First-party data sources¶
Third-party data, such as from cookies that track a product or brand on someone else’s website, are no longer supported by the Firefox and Safari web browsers, and support for third-party cookies will be removed from Chrome. This means that more than 75% of a user’s browsing activity cannot be tracked via third-party data. This percentage does not include user activity that occurs on mobile applications, which are typically tracked in ways that do not use cookies.
This is due to a combination of emerging trends around data transparency that give users more control over their data along with new government policies that mandate this transparency, such as General Data Protection Regulation (GDPR) and the California Consumer Privacy Act (CCPA).

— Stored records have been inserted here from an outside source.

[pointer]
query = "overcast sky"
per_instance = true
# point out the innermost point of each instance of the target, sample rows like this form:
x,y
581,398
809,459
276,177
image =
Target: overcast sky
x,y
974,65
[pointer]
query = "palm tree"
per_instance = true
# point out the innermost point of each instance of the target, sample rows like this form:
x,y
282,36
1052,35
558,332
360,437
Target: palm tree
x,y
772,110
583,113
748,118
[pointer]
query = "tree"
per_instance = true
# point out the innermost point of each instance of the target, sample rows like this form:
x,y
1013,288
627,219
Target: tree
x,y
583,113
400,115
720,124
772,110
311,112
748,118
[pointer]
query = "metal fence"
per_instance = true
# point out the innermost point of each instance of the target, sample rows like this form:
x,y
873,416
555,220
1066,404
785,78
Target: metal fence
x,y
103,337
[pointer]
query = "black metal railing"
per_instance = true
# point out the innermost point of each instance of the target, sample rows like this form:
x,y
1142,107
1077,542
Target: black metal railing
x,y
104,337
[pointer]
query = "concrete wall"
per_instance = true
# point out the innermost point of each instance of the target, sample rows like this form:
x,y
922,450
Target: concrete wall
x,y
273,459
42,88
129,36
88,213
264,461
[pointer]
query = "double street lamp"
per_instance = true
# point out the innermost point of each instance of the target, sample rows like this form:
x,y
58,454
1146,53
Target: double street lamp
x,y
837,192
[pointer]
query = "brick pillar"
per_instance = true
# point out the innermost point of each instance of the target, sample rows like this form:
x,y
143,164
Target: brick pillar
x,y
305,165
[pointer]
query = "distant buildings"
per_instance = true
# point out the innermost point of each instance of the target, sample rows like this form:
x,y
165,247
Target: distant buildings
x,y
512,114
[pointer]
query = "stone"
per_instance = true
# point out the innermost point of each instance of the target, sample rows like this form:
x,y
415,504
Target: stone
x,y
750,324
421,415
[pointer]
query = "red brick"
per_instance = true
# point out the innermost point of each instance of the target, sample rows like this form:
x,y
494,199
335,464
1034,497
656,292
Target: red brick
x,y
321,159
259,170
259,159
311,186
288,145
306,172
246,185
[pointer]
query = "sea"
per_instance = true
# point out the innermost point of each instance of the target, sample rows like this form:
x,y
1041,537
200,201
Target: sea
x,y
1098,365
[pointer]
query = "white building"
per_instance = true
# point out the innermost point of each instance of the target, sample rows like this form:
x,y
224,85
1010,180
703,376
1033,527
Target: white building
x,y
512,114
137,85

With the value of using third-party data rapidly degrading, it’s time to shift focus to first-party data.
First-party data, such as from cookies that directly track a product or brand on a customer’s own website and clickstream events that captures a user’s activity from within a mobile application, has become an essential part of any strategy that markets to customers based on their shopping preferences.
Capturing reliable first-party data is a very important part of understanding how your customers interact with your products and your brand. First-party data can be sent to Amperity as part of a broad strategy to build a complete data foundation that can then be associated with important profile attributes.
Raw clickstream data¶
Raw clickstream data should be provided to Amperity as a targeted subset of operational data points. This filtering can be done in two ways:
(Recommended) Configure the application that is sending clickstream data to send files that contain only a useful subset of fields. Configure these files as feeds and run the files that contain useful clickstream data on a daily basis.
Use a saved query to filter the fields into a useful subset prior to loading the data to Amperity, and then use two domain tables: one for all of the raw data and the other for the subset of useful data.
The domain table with all of the raw data should never be made available to Stitch and never added to the customer 360 database.
The domain table with the useful subset of data should be processed on a regular basis and may be made available to Stitch if it contains meaningful profile (PII) data, and then added to the customer 360 database as a passthrough table.
This dual-domain table approach ensures that Amperity has direct access to a filtered subset of operational clickstream data and that the superset of data does not require daily processing. Updates to that filtered subset can be done quickly by updating the saved query instead of creating a new feed.
Adobe Analytics¶
Adobe Analytics provides useful intelligence about customer activity on Web sites and mobile devices. Marketers can analyze clickstream data to understand what their customers are doing in real-time, and then optimize customer experiences across brands.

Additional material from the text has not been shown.